Der Mangel an Sensibilität im Umgang mit der Kultur wurde von Michael Hanfeld, Medienredakteur der FAZ, so kommentiert: „Mit dem Freihandelsabkommen verhält es sich wie mit all den Verfahren, mit welchen die EU-Kommission die Menschen in den Mitgliedsländern quält: Vordergründig geht es um freien Handel und Wachstum, im Kern aber geht es um etwas anderes – Totalökonomisierung, Monopolkapitalismus, Angleichung gesellschaftlicher Grundverabredungen und Lebensweisen.“ Gut erkannt. Es geht nicht um die große Freiheit einer Kultur ohne Grenzen, sondern um Gleichmacherei, gesichtslose Internationalisierung und Kontrolle, ermöglicht durch die Globalisierung der Medien und das Internet.

Wer glaubt, die Probleme seien gelöst, wenn man das „kulturlose Hollywood“ vom europäischen Markt fernhalten könne, täuscht sich. Binnenmarkt-Kommissar Michel Barnier, zuständig für die „Harmonisierung“ der Kommunikation innerhalb der EU, will im Grunde genommen nichts anderes als Hollywood, nur eben auf europäisch. Es geht ihm mitnichten um eine freie Entfaltung der kulturellen Ausdrucksmöglichkeiten der europäischen Völker, sondern schlicht und einfach darum, die nationalen Gesetzesschranken zu beseitigen, die den internationalen, also auch europäischen Multis bislang die Markterschließung erschwert haben.

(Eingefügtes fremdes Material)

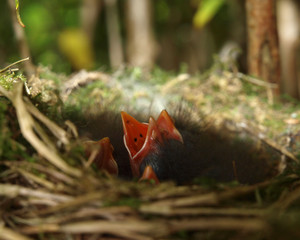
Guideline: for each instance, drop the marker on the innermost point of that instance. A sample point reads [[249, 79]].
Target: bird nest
[[48, 191]]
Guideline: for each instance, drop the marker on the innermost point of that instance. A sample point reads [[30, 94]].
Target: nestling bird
[[178, 150]]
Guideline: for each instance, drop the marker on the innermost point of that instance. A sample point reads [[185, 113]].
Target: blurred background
[[73, 34], [174, 35]]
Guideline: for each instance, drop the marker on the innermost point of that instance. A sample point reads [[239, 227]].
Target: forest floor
[[49, 191]]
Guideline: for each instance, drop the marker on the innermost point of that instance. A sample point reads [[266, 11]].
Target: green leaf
[[206, 11], [18, 14]]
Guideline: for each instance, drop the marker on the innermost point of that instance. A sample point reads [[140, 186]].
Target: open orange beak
[[140, 138]]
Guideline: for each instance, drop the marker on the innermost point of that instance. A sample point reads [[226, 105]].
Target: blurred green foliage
[[46, 20]]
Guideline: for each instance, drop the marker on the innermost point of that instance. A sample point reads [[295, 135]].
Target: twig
[[27, 125], [55, 129], [8, 234], [11, 190]]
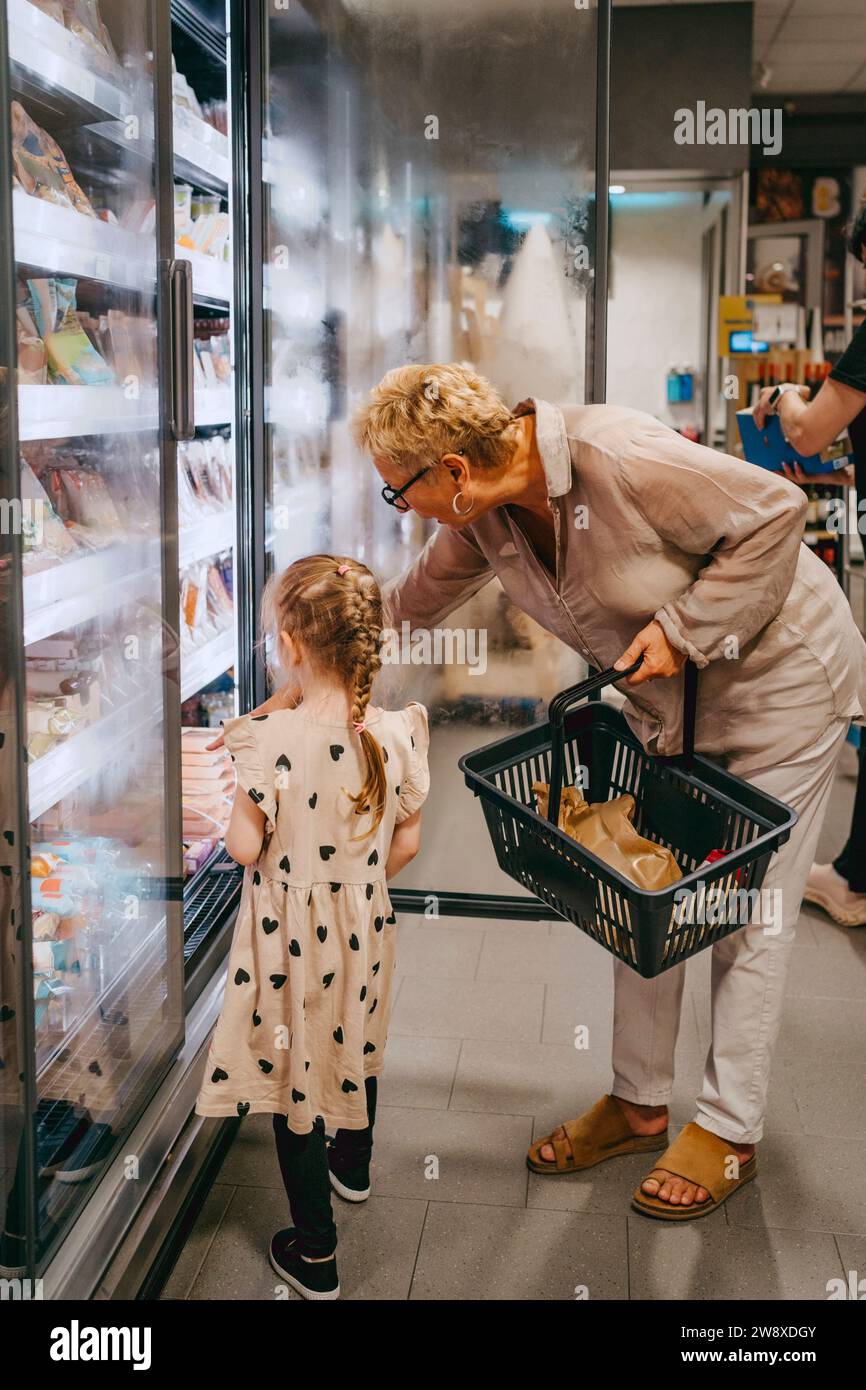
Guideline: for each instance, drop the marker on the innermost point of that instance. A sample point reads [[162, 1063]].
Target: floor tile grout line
[[414, 1264], [210, 1244]]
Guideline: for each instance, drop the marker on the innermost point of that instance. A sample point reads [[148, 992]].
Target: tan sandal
[[601, 1133], [698, 1157]]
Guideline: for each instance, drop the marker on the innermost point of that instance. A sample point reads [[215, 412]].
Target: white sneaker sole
[[310, 1294], [831, 908], [349, 1194]]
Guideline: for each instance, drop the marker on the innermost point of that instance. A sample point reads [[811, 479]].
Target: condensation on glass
[[93, 708], [428, 198]]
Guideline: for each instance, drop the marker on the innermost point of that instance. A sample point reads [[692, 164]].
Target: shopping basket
[[684, 802]]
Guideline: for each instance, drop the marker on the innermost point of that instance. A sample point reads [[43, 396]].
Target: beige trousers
[[748, 975]]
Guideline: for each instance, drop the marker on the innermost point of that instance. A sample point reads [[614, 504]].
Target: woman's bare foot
[[642, 1119], [672, 1189]]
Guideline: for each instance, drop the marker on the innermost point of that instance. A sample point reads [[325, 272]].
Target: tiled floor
[[481, 1058]]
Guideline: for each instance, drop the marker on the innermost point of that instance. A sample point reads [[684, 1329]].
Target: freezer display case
[[92, 608], [207, 464], [421, 205]]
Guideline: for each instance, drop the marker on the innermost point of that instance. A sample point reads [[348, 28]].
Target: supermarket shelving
[[207, 537], [59, 239], [88, 752], [200, 152], [61, 412], [211, 278], [85, 587], [49, 60], [213, 406]]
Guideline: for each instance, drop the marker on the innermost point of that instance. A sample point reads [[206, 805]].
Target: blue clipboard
[[770, 449]]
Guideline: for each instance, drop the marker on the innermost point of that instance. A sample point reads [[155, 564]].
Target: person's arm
[[811, 426], [742, 519], [445, 574], [245, 830], [405, 844]]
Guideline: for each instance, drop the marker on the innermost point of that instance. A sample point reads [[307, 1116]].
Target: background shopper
[[838, 887]]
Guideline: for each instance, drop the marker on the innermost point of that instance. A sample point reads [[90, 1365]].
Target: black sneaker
[[316, 1280], [349, 1180], [13, 1255], [85, 1155]]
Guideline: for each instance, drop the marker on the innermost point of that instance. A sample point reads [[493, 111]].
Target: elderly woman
[[623, 538]]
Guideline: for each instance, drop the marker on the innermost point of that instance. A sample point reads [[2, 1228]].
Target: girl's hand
[[288, 697], [659, 656]]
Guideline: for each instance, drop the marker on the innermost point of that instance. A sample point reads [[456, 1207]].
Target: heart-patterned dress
[[307, 994]]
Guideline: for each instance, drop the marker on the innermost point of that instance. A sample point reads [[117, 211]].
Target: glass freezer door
[[97, 616], [430, 195]]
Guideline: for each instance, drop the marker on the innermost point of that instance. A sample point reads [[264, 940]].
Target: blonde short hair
[[419, 413]]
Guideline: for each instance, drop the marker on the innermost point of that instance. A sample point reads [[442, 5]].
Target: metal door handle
[[182, 350]]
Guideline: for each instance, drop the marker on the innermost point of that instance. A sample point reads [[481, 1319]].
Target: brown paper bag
[[608, 831]]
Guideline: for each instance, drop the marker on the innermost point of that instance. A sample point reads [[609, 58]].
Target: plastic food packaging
[[52, 7], [41, 166], [72, 357], [608, 831], [84, 20], [32, 357], [46, 541]]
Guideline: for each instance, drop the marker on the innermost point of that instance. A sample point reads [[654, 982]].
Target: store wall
[[662, 59], [655, 300]]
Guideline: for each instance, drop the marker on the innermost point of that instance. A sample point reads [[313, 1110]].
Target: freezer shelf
[[202, 665], [66, 595], [49, 59], [213, 406], [61, 241], [206, 537], [200, 152], [70, 412], [82, 756], [211, 280]]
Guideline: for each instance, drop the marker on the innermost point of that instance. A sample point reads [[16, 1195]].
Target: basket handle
[[556, 715]]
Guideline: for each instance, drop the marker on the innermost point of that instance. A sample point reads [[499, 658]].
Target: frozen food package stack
[[45, 538], [64, 692], [84, 20], [81, 499], [41, 167], [71, 356], [209, 784]]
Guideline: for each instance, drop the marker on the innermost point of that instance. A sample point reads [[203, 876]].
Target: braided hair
[[334, 608]]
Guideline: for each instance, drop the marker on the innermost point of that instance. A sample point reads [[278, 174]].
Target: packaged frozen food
[[84, 20], [52, 7], [32, 357], [71, 355], [608, 831], [182, 207], [41, 166], [182, 92], [46, 540]]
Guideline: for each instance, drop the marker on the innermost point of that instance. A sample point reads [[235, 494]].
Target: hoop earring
[[455, 508]]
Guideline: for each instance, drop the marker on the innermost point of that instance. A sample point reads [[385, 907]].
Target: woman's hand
[[288, 697], [659, 656], [759, 412]]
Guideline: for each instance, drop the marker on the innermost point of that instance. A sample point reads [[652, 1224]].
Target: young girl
[[325, 811]]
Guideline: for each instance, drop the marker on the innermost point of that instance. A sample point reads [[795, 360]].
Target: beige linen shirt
[[649, 524]]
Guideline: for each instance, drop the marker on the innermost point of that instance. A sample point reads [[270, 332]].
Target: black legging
[[305, 1173], [851, 863]]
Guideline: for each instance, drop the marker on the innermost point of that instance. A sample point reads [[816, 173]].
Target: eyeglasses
[[394, 496]]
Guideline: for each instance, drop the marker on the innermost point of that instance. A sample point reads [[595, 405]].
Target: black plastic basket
[[684, 802]]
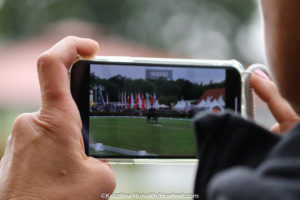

So erweist sich das Kasperletheater-Motiv „Europa gut, Amerika böse“ nur als Ablenkung von den Interessen der kulturell Mächtigen, die überall dieselben sind: Aufteilung des globalen Markts unter sich nach eigenen Regeln, und die Politik hat dazu gefälligst den Boden zu bereiten. Und weil das am besten mit Standardware funktioniert, favorisieren sie kulturelle Ausdrucksformen, die in Rio und Riga, in Südafrika und Südhessen gleichermaßen Akzeptanz finden. Adressat ist ein Konsumententyp, der seine kulturelle Identität über das Angebot definiert, das ihm die virtuelle Einkaufsmeile bereithält. Regionale, traditions- und geschichtsbewusste Ausdrucksformen sind nur noch interessantes Lokalkolorit, Geschmacksverstärker für den globalen Sound. Der Traum der Gleichheit wird verwirklicht als Gleichheit aller vor dem Markt.

Die Netzgläubigen empören sich neuerdings über den heimlichen politischen Missbrauch des Internets durch die USA-Regierung und glauben, in Europa könne das nicht passieren. Über den offenkundigen kulturellen Missbrauch empört sich kaum jemand. Im Gegenteil, man verlangt More of the same, und das möglichst gratis. Doch warum sollte ausgerechnet die Massenmusik, Droge für Abermillionen vorwiegend junger Menschen, von Kontrolle und Manipulation frei sein? Auch hier kann man bekanntlich Benutzerprofile erstellen und herausfinden, welche Gruppen wie und worüber miteinander kommunizieren. Und anders als das Wort zielt die Musik direkt auf die Gefühle. Die multinationalen Erziehungsagenturen der sogenannt freien Welt samt ihren ideologischen Gegenspielern am Golf wissen das und feilen zielstrebig an ihren medialen Strategien, um das Bewusstsein und die Gefühle der Menschen unter Kontrolle zu bringen.